The Temple student said others were shoved into railings, dragged across the floor, tased, punched and sat on.

“I remember being in the van and hearing people chanting outside the van and all of a sudden, the chanting stops and all I hear is someone screaming, hysterically screaming while being tased,” the Temple student said. “The cops are just yelling ‘Move, move, move.’ It was a very, very violent scene.”

On June 19, Students for Justice in Palestine posted a statement on Instagram on their experiences that day, but it was taken down two days later.

Twelve people received citations for failure to disperse and failure to follow police commands, while seven were to receive felony charges, Penn wrote in a media statement on May 18.

A month later, Penn students then faced retroactive charges for trespassing on May 10, which led to a new warrant for their arrest.

It took 26 hours for the Temple students to be released, as they were transferred and processed in CFCF, though the $2,500 needed for bail was paid in the first few hours.

“It’s so blatant,” the Temple student said. “They’re literally just targeting people for protesting at Penn. They’re targeting people who are part of the Penn encampment with disciplinary action, who aren’t Penn students. Not even mentioning what I’m sure Penn students are going through, which is also ridiculous. And they’re chasing us through the legal system because they have the means to do so.”


In the beginning of June, at least two Temple students quietly received a notice from the Office of Student Conduct and Community Standards, referred by the Temple University Police Department, which made specific reference to the events that occurred on May 10. 

The referral alleges disorderly conduct and damage to property, but the Temple student denied committing any violence, creating offensive environments or the destruction of property that the codes suggest.

“There are any number of folks who graduated, who may have received honorary degrees, who have whole courses written about them, where there are tenured professors who have written about and extolled the value of these extraordinary people who, by Temple’s own practices, [they] would seek to punish,” Rabb said. “There needs to be some moral clarity.
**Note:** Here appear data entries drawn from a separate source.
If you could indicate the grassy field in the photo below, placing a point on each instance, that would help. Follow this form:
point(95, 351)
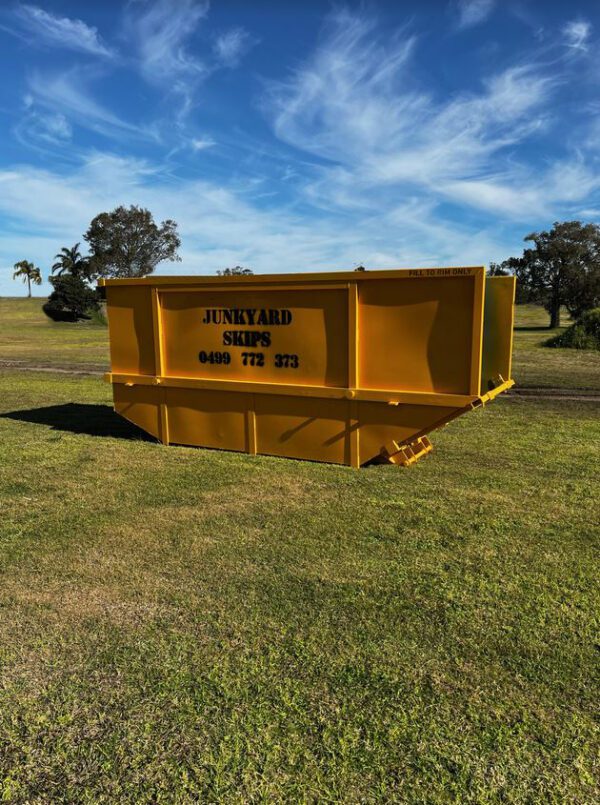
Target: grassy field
point(181, 625)
point(29, 337)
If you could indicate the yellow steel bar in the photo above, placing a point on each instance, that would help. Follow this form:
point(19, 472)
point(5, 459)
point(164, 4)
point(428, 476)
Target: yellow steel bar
point(240, 288)
point(477, 337)
point(251, 429)
point(353, 335)
point(159, 364)
point(449, 272)
point(391, 397)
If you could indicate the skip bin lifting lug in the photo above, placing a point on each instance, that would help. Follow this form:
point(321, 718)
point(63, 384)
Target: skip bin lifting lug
point(407, 454)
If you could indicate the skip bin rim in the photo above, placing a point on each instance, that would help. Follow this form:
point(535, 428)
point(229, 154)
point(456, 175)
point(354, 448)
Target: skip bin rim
point(444, 272)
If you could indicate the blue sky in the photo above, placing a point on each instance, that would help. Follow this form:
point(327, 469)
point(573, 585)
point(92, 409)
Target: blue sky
point(299, 136)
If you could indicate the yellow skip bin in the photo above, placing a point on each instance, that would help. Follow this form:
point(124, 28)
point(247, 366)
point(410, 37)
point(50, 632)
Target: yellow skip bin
point(349, 367)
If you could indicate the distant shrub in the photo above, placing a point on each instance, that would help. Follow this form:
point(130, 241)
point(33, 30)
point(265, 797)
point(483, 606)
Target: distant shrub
point(98, 316)
point(584, 334)
point(71, 300)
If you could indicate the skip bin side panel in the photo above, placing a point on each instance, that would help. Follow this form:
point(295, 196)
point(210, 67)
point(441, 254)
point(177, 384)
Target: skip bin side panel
point(140, 405)
point(417, 335)
point(300, 427)
point(299, 336)
point(208, 418)
point(498, 324)
point(129, 309)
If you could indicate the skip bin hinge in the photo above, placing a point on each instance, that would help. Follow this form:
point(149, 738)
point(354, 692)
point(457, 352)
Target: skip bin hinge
point(406, 454)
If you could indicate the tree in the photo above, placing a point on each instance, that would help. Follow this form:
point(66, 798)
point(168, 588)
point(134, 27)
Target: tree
point(72, 299)
point(29, 274)
point(127, 243)
point(562, 268)
point(498, 270)
point(235, 272)
point(71, 261)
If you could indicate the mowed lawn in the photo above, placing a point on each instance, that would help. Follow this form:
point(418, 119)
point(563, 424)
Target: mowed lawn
point(181, 625)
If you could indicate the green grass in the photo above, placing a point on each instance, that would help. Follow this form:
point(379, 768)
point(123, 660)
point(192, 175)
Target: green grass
point(536, 365)
point(30, 337)
point(181, 625)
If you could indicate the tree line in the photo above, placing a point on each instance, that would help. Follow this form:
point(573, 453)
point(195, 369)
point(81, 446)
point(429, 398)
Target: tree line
point(560, 269)
point(123, 243)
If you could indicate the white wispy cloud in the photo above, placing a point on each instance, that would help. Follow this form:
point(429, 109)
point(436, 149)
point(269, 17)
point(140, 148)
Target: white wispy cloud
point(66, 93)
point(63, 32)
point(202, 143)
point(355, 105)
point(221, 226)
point(473, 12)
point(230, 46)
point(36, 128)
point(160, 30)
point(577, 33)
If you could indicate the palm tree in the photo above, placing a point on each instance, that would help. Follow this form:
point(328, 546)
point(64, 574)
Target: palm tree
point(29, 273)
point(70, 261)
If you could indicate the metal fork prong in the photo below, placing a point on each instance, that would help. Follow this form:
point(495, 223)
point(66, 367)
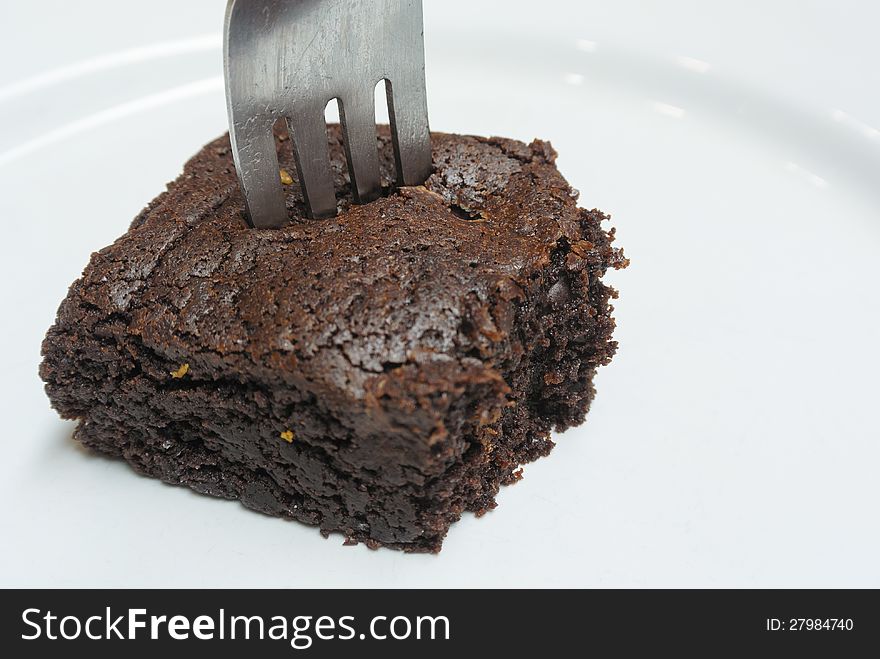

There needs to be some consistency with how it chooses to engage students who are doing things that on paper may violate the Student Code of Ethics.”

Temple’s Division of Student Affairs did not respond to The Temple News’ request for comment.


Some progressive legislators in the Pennsylvania House have been in contact with Temple Governmental Affairs about the decision to discipline students over these actions, Rabb said.

Every year, Temple seeks approval for annual appropriations from the state legislature — $158.2 million per year for the past five years. However, Rabb and other progressives say they would consider voting against the appropriations bill following the disciplining and arrests, he said.

“I think Temple is playing a very dangerous game when it relies on legislators for this massive amount of money every year and does things that are indirect, that are highly misaligned with the priorities and values of the majority in the House of Representatives,” Rabb said.

The House will soon vote on funding for Temple and other public schools in the state. Last year, the state-related university appropriations bill failed multiple times in the state House over the summer before it was passed in November.

“I’d like to know that [Temple is] not cherry picking for political reasons, to get in the good graces of my right wing colleagues, to get enough votes to get money,” Rabb said.

The pro-Palestine students maintain their goal of divestment from Israel, at a time when a recently introduced “Stand with Israel” Act would make it possible to block state funding for universities, including Temple, from doing so.

“Everything that we have been through, whether it’s getting arrested, brutalized, being thrown in jail, facing disciplinary charges, that is nothing compared to what people in Palestine are going through every day,” the Penn student said. “But the fact that this genocide continues and institutions like Penn want to do everything they possibly can to stop people from bringing attention to that and bringing attention to their role in it.”